Fui criado ouvindo dos mais velhos a exclamação “é o fim do mundo!” para expressar o espanto diante de tragédias como as bombas atômicas sobre Hiroshima e Nagasaki e, depois, quando surgia qualquer ousadia no plano dos costumes como as modas Saint-Tropez exibindo o umbigo da mulher, a minissaia, mostrando as coxas, e o casamento gay. Pura força de expressão. Hoje, o fim do mundo, no sentido quase literal, está diariamente no noticiário.

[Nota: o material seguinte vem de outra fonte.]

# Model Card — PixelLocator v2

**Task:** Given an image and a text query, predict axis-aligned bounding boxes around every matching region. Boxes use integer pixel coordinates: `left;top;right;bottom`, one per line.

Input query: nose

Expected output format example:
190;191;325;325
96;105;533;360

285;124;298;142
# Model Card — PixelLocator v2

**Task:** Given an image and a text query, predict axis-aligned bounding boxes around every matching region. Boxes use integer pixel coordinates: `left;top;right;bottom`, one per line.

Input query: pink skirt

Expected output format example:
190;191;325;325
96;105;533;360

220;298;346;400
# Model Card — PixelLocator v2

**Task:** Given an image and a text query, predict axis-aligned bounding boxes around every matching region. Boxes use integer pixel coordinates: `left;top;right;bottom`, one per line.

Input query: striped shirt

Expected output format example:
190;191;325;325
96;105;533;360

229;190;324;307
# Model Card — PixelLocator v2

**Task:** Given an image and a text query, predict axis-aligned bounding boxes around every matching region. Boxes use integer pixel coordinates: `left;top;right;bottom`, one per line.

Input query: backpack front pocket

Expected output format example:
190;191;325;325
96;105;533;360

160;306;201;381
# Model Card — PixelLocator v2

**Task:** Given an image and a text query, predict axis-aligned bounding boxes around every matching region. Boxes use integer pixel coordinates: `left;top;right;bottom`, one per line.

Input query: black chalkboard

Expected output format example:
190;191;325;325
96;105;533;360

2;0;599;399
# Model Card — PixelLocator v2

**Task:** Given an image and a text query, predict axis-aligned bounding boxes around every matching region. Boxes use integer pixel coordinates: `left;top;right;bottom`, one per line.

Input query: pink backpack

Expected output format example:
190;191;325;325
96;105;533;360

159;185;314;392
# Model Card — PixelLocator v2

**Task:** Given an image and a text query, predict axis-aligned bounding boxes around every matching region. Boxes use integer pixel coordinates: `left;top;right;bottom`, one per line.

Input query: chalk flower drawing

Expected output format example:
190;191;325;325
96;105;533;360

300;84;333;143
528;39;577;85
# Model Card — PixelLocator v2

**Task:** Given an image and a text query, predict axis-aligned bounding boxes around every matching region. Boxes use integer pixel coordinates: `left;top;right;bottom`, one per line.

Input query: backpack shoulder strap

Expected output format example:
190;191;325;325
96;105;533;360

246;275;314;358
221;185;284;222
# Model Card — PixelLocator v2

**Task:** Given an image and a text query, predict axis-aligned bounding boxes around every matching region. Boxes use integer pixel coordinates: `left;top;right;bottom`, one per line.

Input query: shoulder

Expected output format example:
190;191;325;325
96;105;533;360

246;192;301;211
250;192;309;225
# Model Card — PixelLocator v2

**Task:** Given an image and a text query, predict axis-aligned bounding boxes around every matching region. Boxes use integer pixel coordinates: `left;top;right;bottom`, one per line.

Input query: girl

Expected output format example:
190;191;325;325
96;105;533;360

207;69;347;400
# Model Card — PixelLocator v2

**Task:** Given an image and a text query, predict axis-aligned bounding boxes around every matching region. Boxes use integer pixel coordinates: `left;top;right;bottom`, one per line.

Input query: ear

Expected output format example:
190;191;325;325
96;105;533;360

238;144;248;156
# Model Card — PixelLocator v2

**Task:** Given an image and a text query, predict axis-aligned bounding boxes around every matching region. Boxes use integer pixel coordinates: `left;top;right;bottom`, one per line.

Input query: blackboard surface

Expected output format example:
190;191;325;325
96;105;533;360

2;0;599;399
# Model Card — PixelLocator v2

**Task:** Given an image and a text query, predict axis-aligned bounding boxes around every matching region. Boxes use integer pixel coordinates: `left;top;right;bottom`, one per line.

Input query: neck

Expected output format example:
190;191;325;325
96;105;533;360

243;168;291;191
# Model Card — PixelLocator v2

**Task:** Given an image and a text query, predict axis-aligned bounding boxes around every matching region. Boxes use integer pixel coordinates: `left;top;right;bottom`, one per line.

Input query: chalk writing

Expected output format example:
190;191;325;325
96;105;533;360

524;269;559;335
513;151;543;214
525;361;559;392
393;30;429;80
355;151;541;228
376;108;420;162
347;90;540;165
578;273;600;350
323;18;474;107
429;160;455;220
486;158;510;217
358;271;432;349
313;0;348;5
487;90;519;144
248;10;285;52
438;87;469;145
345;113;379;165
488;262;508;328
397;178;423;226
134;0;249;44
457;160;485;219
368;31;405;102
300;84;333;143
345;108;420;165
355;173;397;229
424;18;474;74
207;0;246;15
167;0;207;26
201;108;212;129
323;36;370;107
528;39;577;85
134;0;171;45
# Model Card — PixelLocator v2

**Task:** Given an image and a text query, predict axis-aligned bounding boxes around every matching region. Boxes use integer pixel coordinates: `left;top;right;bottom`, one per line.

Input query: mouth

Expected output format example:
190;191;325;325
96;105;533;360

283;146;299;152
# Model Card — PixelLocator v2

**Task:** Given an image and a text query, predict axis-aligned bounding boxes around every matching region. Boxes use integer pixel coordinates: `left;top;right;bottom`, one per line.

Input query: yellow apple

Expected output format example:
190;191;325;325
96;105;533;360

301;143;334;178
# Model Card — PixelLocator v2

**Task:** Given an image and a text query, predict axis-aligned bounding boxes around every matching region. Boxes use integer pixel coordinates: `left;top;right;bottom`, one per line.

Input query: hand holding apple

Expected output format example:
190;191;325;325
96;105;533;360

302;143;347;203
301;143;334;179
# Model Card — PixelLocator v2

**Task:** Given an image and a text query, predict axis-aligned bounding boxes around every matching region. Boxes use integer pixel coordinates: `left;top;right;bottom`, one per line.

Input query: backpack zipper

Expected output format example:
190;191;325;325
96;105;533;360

Quando não são as cenas de decapitação e outras formas bárbaras de tortura, são milhares, quase meio milhão, de migrantes fugindo do terror e da miséria, comparados pelo Papa Francisco à fuga da Sagrada Família: “José, Maria e Jesus experimentaram a situação dramática dos refugiados, uma impressão de medo, de incerteza e de privações”. São também a atualização do êxodo bíblico do Velho Testamento, com a diferença de que, agora, o mar não se abre para os fugitivos passarem: os que escapam dos naufrágios não têm Moisés nem Terra Prometida, só barreiras, muros, cercas de arame farpado.

A ideia de Hawking de levar os humanos a colonizar outro planeta oferece um perigo, o de os colonizadores carregarem consigo para a nova sucursal os vícios e pragas com que contaminaram a matriz.